Practical scenarios for decision-making
Compare a single large VM to horizontally scaled smaller instances to evaluate resiliency and cost per vCPU. Test Linux vs. Windows to quantify licensing differences. Use the bandwidth field to see how egress charges impact global architectures. Run sensitivity analysis by varying hours per month — it reveals when reserved options become cost-effective.
Final advice
This calculator is an actionable starting point for cloud cost conversations. It helps teams quickly identify cost drivers, experiment with configuration trade-offs, and produce visuals for decisions. It is not a replacement for formal vendor quotes or Azure’s official pricing tools but serves as a flexible, extendable model to inform design and budgeting decisions.
FAQ
Q: Are the default prices accurate?
A: No. Defaults are illustrative. Replace them with live rates from Azure pricing or your Azure portal.

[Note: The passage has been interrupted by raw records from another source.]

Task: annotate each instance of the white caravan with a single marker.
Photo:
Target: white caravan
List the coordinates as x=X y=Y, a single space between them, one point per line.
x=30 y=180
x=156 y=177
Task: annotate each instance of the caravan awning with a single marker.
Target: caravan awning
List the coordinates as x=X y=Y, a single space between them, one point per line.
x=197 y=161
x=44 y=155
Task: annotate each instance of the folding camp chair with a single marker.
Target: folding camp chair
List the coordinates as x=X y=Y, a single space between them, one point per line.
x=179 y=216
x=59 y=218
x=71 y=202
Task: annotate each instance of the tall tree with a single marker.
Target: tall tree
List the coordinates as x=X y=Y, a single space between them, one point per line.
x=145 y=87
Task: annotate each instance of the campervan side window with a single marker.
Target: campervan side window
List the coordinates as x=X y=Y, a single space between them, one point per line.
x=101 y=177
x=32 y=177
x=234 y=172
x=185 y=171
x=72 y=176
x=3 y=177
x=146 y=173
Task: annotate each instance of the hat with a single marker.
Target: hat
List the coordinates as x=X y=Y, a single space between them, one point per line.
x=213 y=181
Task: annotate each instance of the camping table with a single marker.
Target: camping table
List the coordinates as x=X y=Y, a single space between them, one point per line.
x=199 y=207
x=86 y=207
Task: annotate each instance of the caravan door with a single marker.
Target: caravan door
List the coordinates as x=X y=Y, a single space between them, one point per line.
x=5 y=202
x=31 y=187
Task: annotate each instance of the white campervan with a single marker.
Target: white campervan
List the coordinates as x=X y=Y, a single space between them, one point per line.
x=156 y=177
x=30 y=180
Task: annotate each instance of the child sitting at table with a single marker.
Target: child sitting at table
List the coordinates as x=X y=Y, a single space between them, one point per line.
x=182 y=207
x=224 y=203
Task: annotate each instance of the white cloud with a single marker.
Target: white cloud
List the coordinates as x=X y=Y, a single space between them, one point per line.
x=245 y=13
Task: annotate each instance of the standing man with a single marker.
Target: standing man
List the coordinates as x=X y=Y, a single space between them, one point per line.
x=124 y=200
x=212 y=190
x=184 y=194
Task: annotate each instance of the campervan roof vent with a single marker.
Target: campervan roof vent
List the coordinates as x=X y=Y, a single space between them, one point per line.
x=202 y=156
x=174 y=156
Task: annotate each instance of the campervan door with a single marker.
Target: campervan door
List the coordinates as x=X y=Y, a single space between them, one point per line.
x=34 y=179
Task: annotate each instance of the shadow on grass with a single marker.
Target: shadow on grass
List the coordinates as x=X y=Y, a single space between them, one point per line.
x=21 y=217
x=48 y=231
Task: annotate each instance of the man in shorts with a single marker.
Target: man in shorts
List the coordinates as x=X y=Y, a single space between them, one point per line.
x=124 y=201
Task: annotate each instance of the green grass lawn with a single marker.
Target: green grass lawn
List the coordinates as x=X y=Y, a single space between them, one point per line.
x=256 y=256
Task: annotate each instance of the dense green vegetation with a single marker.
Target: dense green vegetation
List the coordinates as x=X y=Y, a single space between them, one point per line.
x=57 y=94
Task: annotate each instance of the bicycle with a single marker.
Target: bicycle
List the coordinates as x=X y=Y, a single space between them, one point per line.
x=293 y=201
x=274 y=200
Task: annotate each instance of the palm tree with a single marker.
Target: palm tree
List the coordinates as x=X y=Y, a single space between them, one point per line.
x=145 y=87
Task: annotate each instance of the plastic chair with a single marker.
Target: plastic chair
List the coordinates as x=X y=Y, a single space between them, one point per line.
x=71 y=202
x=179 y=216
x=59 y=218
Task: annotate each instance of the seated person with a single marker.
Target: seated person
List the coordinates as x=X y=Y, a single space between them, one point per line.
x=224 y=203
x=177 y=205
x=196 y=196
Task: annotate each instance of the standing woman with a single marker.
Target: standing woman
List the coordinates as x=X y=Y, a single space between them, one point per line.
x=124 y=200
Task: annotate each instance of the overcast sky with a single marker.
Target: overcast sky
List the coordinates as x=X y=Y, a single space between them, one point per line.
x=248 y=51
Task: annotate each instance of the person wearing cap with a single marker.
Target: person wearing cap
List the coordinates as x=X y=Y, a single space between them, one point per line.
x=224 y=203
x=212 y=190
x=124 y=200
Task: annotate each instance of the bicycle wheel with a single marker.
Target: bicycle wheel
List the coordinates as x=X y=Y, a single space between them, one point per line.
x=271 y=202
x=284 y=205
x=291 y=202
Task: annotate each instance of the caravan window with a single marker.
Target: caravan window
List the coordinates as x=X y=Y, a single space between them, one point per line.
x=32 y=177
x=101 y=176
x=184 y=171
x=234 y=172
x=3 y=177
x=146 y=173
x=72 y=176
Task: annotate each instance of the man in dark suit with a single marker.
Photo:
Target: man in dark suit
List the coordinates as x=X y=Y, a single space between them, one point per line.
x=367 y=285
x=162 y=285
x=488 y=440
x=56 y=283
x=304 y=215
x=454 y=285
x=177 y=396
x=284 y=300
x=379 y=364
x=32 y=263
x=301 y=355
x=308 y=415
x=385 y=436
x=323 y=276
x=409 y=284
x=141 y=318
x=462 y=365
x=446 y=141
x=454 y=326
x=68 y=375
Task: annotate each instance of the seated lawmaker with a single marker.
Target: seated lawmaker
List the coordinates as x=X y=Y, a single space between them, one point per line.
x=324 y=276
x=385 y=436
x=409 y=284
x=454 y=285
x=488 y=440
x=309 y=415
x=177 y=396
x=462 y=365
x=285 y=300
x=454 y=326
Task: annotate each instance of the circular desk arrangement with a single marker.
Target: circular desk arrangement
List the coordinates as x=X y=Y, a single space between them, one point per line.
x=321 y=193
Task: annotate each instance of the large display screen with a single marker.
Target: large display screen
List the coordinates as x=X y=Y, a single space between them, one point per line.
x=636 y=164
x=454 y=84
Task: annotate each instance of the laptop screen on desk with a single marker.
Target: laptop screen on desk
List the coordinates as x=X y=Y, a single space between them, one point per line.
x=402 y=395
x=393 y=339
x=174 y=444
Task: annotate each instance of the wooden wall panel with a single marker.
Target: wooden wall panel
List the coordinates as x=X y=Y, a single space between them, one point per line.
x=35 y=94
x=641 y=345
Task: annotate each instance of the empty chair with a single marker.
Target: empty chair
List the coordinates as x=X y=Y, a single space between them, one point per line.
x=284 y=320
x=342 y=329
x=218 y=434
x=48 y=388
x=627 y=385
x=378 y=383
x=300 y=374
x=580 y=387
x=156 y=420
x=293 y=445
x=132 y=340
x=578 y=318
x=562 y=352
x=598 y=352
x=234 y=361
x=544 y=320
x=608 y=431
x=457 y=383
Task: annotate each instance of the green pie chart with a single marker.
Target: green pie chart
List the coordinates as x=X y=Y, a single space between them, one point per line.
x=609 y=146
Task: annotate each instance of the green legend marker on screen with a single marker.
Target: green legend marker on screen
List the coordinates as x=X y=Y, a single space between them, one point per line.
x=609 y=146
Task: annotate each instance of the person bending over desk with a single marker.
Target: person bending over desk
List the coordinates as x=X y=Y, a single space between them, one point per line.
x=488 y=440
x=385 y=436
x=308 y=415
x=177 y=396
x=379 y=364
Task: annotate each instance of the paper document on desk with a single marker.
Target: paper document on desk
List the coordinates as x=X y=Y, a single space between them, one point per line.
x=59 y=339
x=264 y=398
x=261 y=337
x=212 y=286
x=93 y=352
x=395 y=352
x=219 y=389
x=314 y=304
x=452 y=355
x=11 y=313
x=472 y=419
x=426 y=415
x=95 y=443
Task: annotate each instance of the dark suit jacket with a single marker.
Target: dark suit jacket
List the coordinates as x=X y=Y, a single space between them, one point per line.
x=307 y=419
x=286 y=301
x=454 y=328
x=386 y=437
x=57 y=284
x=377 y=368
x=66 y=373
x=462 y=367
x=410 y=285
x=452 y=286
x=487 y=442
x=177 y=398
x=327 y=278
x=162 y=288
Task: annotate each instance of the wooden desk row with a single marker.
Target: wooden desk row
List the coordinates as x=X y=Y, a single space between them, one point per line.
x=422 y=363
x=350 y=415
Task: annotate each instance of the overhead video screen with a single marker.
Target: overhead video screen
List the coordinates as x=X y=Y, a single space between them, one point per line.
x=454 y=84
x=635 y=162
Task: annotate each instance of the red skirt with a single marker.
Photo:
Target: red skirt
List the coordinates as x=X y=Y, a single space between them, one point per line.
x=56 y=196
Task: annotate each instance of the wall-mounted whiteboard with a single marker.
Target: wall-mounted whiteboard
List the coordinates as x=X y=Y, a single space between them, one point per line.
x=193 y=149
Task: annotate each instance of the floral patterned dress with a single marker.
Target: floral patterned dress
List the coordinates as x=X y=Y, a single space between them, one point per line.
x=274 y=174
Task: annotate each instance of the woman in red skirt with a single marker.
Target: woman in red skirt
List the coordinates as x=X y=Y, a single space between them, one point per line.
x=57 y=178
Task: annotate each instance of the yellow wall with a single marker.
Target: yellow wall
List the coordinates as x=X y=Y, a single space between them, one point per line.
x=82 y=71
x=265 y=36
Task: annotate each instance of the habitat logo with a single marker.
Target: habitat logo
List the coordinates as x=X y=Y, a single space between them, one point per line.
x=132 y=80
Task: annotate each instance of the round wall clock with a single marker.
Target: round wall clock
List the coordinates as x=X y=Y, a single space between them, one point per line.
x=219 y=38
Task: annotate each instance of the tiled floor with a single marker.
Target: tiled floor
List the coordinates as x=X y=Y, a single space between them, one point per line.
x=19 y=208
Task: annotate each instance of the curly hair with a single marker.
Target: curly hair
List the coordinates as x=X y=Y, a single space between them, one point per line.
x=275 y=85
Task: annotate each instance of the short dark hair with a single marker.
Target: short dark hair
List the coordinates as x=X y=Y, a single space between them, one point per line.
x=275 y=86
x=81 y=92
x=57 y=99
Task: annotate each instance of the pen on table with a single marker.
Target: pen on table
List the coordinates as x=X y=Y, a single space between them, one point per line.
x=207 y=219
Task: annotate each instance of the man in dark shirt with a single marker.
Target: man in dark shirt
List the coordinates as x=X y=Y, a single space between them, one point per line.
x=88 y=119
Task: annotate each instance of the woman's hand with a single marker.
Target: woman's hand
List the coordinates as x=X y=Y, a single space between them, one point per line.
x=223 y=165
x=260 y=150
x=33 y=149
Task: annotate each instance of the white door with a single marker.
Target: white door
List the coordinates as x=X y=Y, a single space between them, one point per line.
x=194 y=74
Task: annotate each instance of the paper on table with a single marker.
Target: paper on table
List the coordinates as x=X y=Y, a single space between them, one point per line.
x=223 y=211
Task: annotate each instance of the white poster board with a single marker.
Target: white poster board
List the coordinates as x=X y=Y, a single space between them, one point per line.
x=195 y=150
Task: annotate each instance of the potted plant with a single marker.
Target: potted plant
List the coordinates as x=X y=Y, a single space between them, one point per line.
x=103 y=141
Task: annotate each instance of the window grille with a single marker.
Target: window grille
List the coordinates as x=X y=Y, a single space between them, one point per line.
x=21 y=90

Q: Can I export the results?
A: The current version offers screen copy and a downloadable JSON of the scenario. You can extend it to export CSV or PDF.
Q: How do I account for reserved instances?
A: Apply a discount field or implement a reserved-instance calculator that reduces hourly compute rates based on chosen commitment.
Q: Is the tool secure to paste into WordPress?
A: Yes, it’s client-side only and does not transmit data unless you add an API. Avoid pasting into editors that strip inline scripts; use a custom HTML block or child theme template.